サンタさんはボーイさんと長い廊下を歩いていました。そこには、森と湖や白く光る山々や、新緑の木々などの絵画が飾ってあります。

サンタさんはその絵を眺めながら、通り過ぎて行きましたが、やがて一枚の絵の前で足を止めました。それは貴婦人の肖像画でした。

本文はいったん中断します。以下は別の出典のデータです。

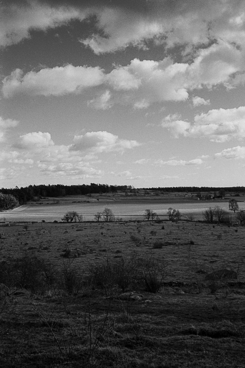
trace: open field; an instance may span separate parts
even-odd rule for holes
[[[183,219],[188,218],[188,216],[191,215],[195,219],[200,219],[202,212],[210,206],[218,205],[229,212],[228,199],[200,201],[196,198],[186,198],[183,195],[127,197],[117,196],[116,194],[104,196],[68,197],[69,198],[46,199],[40,201],[39,204],[31,202],[11,211],[2,212],[0,217],[6,221],[40,221],[43,219],[60,221],[67,212],[75,211],[85,216],[86,220],[91,221],[93,220],[95,213],[102,212],[106,207],[111,209],[116,220],[119,218],[142,220],[146,208],[150,209],[161,218],[165,219],[166,219],[167,211],[169,207],[179,209]],[[55,201],[57,202],[55,203]],[[242,201],[239,204],[241,209],[245,207],[245,203]]]
[[[1,232],[6,263],[1,264],[0,283],[10,288],[0,289],[1,366],[244,367],[245,227],[181,221],[45,223]],[[23,277],[43,260],[56,281],[50,277],[41,287],[38,280],[33,283],[34,272],[29,283],[11,284],[16,259]],[[124,300],[115,278],[109,282],[107,274],[105,281],[105,270],[112,272],[112,265],[120,265],[128,281],[127,262],[133,259],[137,267],[149,259],[158,277],[164,272],[157,293],[133,280],[124,291],[133,290],[138,297]],[[237,272],[238,279],[205,280],[224,269]],[[92,287],[86,277],[98,269],[99,280]],[[82,277],[76,289],[71,288],[76,283],[69,272]]]

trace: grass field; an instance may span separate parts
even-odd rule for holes
[[[45,223],[1,232],[0,366],[245,365],[245,227]],[[143,282],[149,269],[157,293]],[[238,279],[205,279],[222,269]]]

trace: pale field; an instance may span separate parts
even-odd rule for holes
[[[166,219],[167,211],[169,207],[179,210],[183,219],[188,218],[188,215],[192,215],[195,219],[201,219],[202,212],[206,209],[216,205],[229,212],[227,200],[198,201],[183,197],[180,199],[161,197],[127,198],[115,197],[115,201],[109,197],[102,198],[99,201],[97,201],[96,198],[89,198],[89,200],[88,197],[86,197],[85,201],[84,197],[82,201],[79,202],[78,197],[70,197],[70,202],[66,202],[67,198],[65,197],[64,201],[61,200],[61,202],[60,203],[24,205],[11,211],[2,212],[0,217],[3,219],[2,221],[7,222],[41,221],[42,220],[60,221],[66,212],[75,211],[85,216],[83,220],[91,221],[94,219],[94,214],[102,212],[105,207],[111,209],[116,220],[118,218],[128,220],[143,219],[147,209],[152,210],[163,219]],[[71,201],[72,199],[76,201],[73,202]],[[239,202],[239,205],[240,209],[243,209],[245,204],[241,202]],[[230,213],[232,214],[231,212]]]
[[[68,261],[61,256],[62,252],[68,248],[79,248],[84,254],[71,261],[85,270],[107,257],[152,253],[158,259],[163,258],[166,261],[169,273],[167,280],[196,282],[197,277],[204,277],[196,273],[199,269],[209,272],[229,267],[239,269],[239,279],[245,281],[244,227],[184,221],[83,222],[34,223],[26,231],[23,224],[1,229],[3,259],[16,258],[26,251],[61,266]],[[151,233],[152,231],[155,235]],[[131,235],[137,240],[132,241]],[[194,244],[190,244],[191,240]],[[176,244],[155,249],[155,241]]]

「サンタさん、何やってるんだ?私は忙しいんだけどね」

ボーイさんが急かす様に言いました。

「この女性は?・・・」

サンタさんは懐かしそうに絵を眺めていました。

「それかい?この方は先代の奥さんだよ。もう二人とも亡くなっているけどね・・・」

「そうか・・・もう亡くなっているのか・・・」

「知り合いかい?」

「いや、何でもない・・・」

すると後ろから急に声が掛かりました。

「おい、何やってんだ。早くいけ。お客さんが待っているんだぞ」

次のボーイさんが追い付いてしまったのです。

「はいただいま。おい、みろ、叱られたじゃないか。いくぞ」

「すまんすまん」

ボーイさんとサンタさんは、足早に歩き始めました。

少し行くと目の前に、バスケットコートは有ろうかと言う大広間に出たのです。

床は大理石が敷き詰められ、幾つものテーブルが並び、天井には大きなシャンデリアが吊るされ、煌々と輝いていました。サンタさんがそこに見た物は、シンドバッドやランプの大魔神、海賊たち、吸血鬼、魔法使いのおばあさん、カボチャのお化け、死神、骸骨、王子姿の若者などなど様々な仮装を凝らした大勢の人々でした。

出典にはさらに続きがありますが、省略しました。